In my last post, I noted that the flexibility provided by the concept of the schema-on-read paradigm that is typical of a data lake had to be tempered with the use of a metadata repository so that anyone wanting to use that data could figure out what was really in it. There are a few other implications of the integration of data using the schema-on-read approach.

First, because the data is captured in its original form, no decisions are made about data standardization or transformation when a data set is acquired and initially stored. Instead, the data consumer imposes those decisions when the data is read. In fact, one benefit of this deferral is that different data consumers can apply different standardization and transformation rules based on their own requirements, which does loosen some of the constraints often imposed when one set of data standardizations and transformations are applied in the conventional schema-on-write approach.
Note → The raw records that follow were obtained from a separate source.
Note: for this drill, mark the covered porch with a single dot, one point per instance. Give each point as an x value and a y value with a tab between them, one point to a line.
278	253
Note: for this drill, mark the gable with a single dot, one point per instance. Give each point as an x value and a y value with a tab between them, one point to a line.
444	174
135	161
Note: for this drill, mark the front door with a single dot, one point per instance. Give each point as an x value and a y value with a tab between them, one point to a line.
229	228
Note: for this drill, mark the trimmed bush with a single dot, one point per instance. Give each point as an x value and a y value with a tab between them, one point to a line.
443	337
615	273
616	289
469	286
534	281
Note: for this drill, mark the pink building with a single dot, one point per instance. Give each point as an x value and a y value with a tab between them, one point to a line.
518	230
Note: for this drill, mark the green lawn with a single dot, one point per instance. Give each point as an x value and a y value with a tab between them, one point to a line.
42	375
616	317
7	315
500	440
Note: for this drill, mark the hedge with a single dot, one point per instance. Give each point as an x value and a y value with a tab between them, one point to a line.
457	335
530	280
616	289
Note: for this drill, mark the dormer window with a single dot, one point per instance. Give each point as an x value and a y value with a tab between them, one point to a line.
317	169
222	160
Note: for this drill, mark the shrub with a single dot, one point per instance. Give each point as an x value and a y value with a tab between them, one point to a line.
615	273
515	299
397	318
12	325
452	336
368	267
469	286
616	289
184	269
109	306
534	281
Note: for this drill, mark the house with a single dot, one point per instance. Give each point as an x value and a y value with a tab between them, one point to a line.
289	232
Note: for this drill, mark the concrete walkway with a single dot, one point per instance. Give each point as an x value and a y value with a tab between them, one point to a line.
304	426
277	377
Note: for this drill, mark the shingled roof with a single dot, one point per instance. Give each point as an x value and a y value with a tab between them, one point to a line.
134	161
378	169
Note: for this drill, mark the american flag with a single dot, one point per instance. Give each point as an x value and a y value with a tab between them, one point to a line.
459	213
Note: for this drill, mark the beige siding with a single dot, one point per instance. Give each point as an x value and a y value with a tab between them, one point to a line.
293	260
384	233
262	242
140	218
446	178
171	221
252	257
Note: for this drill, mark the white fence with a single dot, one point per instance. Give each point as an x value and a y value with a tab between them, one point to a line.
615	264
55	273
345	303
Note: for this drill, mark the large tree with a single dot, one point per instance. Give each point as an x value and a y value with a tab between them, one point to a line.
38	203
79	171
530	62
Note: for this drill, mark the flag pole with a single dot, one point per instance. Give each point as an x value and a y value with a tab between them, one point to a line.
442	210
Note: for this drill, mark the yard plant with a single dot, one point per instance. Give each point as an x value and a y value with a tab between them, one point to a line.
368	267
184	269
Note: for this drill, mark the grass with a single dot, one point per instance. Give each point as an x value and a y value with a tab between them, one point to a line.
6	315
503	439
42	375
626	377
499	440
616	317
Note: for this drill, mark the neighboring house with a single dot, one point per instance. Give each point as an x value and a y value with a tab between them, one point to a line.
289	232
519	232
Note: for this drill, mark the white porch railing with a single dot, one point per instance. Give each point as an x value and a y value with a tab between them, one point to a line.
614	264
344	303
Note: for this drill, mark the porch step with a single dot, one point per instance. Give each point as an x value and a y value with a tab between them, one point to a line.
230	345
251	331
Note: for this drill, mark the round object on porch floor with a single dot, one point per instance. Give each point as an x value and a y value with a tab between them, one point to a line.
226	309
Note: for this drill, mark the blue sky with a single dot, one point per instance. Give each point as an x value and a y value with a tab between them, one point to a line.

There are a few potential drawbacks of this deferral of standardization and transformations:

First, a naïve application that accesses the same data set multiple times may apply the same set of standardization and transformation each time data is accessed. You have to hope that the application developers will be aware of this and make sure that this is only done once.
Second, it is possible that there are different data consumers thinking that their uses are distinct, yet all might apply the same standardizations and transformations to the data for each application use. In this case, there is bound to be some duplication of computation.
Third, when the transformations are not the same, different consuming applications will think that their uses are consistent when in fact the variant transformations will create incoherence among different reports and analytical applications

The benefits and the drawbacks must be balanced in relation to the expected value provided by the data lake. The ability to provide a high capacity yet low-cost platform for generalized storage is very appealing, but the details of making that data accessible and usable should not be ignored. Big data integration via the data lake holds a lot of promise. As adoption grows, we must be aware of the ways to optimize the application of standardizations and transformations so as to not duplicate work, introduce incoherence and maintain a consistent view for all derivate downstream analysis.